Dişlemiş olduğum alt dudağımı serbest bıraktım ve gülümsedim. "Tamam. Seni seviyorum, anne."

"Bende seni."

Ve sonra sağ gözümden yuvarlanan bir damla yaş ve dudaklarımdan firar eden hıçkırık. Ne yapacaktım ben?

°•○●●○•°°•○●●○•°

Yağmur damlaları genç kızın tenine değdiği andan beri yakıp, kavuruyordu adeta. Canı yanıyordu. Neden kalbi ona ihanet ediyordu ki? Yaşamaya hakkı vardı ve yaşamalıydı. Hayâlleri vardı onun, gerçekleştirmek istediği.

İleriye doğru bir adım attı. Her bir adımı onu ölüme yakınlaştırıyordu ve bunu bilmesi bile onun için altından kalkılmayacak bir psikolojik yük demekti.

Parmaklarını saç diplerine daldırdı ve olduğu ıslak zemine diz üstü düşerken saçlarını geriye çekti. Canı zaten acıyordu. Saçlarını çekmesi pek de bir acıyı temsil etmiyordu bile!

Ne yapacağını bilmiyordu.

Nefes almak isteyen bir insandı ve bu isteği elinden kaybolmak üzereydi. Ne yapıp etmeli, yaşamalıydı. Daha âşık olacaktı, evlenecek ve çocuklar dünyaya getirecekti. Sonra bir ses çınladı beyninde... "Anne..."

Dudaklarının arasından kaçan o incecik bir inilti, sanki yankılanmıştı bu yağmurlu havada. Hayal, ıslaktı. Düşünceleri bile ıslanmıştı ve üşüyordu. Onun sıcağa kavuşması, kendisine gelmesine ihtiyacı vardı.

Birden bir melodi kapladı ortalığı. Piyano... Birisinin parmaklarını sanki tuşların üzerinde değil de, kendi teninin, hatta kalbine dokunduğunu hissediyordu. Birinin parmaklarını kalbinde hissediyordu... Ve bu... Bu... Hayal'i rahatlatıyordu.

Melodi gittikçe artıyordu ve arttığı her saniye Hayal ağlarken, ruhu temizleniyordu. Yağan şiddetli yağmurla birlikte duygularına karışmış kötü duygular, toprağa akarken, en azından daha rahat olduğunu hissediyordu. Ağlıyordu ama, bu sefer rahatlıyordu. Nasıl bir duyguydu bu? Hiç ağlarken, rahatlar mıydı bir insan?
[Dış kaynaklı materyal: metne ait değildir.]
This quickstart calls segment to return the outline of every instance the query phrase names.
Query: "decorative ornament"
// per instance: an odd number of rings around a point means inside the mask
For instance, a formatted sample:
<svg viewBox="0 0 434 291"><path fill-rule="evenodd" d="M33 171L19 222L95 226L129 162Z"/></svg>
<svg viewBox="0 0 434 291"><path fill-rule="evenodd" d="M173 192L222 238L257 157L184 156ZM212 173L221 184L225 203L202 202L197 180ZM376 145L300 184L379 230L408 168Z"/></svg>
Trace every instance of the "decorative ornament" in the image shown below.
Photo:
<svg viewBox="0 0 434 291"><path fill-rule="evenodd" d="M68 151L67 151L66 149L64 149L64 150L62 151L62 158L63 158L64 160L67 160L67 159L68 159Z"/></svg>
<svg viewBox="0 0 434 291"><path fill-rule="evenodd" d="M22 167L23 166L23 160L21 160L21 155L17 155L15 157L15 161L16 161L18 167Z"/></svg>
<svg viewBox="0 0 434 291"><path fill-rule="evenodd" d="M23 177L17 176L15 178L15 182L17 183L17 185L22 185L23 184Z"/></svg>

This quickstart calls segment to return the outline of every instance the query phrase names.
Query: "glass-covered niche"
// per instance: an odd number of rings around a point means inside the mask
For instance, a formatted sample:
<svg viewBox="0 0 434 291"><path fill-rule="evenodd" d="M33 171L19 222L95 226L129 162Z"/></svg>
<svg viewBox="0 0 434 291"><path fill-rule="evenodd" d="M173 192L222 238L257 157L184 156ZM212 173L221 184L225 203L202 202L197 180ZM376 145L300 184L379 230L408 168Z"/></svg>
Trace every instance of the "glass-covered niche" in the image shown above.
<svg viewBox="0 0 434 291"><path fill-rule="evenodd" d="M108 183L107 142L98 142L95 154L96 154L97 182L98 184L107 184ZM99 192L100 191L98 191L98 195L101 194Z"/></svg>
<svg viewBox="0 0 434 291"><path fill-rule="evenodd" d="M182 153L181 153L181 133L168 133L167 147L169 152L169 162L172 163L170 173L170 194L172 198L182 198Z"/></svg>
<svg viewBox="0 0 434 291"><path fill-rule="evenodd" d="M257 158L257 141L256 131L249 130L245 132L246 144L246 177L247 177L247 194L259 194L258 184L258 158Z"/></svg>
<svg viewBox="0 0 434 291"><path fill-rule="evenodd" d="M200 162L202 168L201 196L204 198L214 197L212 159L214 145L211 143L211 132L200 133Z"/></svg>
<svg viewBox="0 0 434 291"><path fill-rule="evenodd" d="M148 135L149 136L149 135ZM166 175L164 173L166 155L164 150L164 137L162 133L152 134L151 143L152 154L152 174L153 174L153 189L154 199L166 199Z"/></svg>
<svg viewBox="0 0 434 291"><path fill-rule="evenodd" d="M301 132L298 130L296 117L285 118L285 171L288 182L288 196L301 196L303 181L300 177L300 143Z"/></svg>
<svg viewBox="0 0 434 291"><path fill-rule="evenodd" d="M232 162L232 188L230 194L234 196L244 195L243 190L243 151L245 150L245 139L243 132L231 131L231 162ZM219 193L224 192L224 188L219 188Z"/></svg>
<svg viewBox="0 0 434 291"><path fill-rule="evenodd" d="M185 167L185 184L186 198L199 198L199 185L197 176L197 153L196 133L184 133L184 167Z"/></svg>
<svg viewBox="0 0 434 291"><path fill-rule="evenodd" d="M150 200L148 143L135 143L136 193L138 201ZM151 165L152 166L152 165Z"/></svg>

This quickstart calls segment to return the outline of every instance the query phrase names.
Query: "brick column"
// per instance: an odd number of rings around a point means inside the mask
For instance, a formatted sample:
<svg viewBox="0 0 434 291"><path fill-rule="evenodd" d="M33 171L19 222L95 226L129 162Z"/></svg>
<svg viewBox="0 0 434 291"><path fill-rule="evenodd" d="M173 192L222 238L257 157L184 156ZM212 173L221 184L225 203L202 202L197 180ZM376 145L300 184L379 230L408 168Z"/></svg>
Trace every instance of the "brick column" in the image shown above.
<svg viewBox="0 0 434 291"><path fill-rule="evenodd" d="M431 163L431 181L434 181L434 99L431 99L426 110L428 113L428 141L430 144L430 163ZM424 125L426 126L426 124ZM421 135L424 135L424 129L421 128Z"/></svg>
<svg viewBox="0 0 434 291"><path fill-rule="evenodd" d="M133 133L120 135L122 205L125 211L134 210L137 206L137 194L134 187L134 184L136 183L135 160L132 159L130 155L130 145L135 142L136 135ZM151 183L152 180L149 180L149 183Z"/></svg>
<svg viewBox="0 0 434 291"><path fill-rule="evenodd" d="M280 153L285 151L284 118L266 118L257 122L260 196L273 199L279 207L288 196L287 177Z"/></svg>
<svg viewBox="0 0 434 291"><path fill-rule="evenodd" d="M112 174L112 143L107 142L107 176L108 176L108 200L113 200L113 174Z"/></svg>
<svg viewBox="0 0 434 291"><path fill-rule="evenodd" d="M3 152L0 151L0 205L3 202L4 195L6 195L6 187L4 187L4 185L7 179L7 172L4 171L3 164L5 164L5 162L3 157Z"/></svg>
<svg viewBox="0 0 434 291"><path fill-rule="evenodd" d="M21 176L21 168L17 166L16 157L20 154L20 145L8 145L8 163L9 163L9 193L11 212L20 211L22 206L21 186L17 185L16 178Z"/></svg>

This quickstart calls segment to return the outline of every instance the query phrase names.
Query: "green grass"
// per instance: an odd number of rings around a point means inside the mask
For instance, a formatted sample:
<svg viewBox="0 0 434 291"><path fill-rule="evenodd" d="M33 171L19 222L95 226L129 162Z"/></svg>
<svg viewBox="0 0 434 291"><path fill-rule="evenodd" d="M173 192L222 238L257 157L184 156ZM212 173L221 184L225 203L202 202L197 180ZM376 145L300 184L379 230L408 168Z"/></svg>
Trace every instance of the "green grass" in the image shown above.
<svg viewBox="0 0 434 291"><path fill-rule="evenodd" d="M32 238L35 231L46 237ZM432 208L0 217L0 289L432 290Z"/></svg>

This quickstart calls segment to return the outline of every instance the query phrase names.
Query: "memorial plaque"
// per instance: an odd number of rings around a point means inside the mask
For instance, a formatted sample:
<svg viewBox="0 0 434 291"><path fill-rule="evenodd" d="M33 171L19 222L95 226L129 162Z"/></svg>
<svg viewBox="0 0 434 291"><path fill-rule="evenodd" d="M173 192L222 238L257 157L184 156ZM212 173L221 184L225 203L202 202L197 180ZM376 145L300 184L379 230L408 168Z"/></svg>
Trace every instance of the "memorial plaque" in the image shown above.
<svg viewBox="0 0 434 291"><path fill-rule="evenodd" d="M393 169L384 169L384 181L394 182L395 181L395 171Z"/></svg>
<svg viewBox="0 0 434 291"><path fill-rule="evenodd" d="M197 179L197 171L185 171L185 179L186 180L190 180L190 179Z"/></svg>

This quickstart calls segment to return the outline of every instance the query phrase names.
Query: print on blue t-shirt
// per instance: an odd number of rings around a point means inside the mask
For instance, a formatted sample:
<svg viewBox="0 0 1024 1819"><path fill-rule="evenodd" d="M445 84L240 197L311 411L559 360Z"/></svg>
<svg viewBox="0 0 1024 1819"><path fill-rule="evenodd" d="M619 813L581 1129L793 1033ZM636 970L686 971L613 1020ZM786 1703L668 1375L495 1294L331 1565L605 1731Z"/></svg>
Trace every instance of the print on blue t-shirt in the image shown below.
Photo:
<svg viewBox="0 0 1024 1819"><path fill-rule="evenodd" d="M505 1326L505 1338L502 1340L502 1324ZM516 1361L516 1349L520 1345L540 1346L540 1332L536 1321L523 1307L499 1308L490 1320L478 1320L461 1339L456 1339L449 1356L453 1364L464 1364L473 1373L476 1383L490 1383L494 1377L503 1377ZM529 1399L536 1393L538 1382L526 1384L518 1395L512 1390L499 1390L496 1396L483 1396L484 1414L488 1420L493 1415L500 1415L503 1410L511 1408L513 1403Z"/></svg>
Ama O, rahatlıyordu. Ve O, rahatlatıyordu.

Nasıl olduğunu bilmiyordu. Nasıl yapabildiğini bilmiyordu.

Rahatlıyordu. Rahatlatıyordu.

Parmaklarına hapsettiği saç tutamlarını tek tek serbest bıraktı. Şimdi daha iyidi işte. Biraz daha kendinde hissediyordu duygularını.

Her iki gözünden de birer damla yaş süzülürken, yanağını, çenesini sızlattı Hayal'in. Bunu hak edecek ne yapmıştı? O, sadece tek bir kalp istiyordu.

O, sadece tek kalp vermek istiyordu.

O, sadece yaşamak istiyordu.

O, sadece bir an önce ölmek ve rahata kavuşmak istiyordu.

O, kollarını serbest bıraktı ve iki yana düştüler.

O, kollarını iki yana bıraktı ve ölmek için dua ettiler.

O, derin bir ağlamanın sonundayken, hıçkırıkları iç çekişlere döndü.

O, derin bir ağlamanın başındayken, iç çekişleri hıçkırıklara dönüştü.

Ve O, kalbini ilk defa sızlarken canı acıdı...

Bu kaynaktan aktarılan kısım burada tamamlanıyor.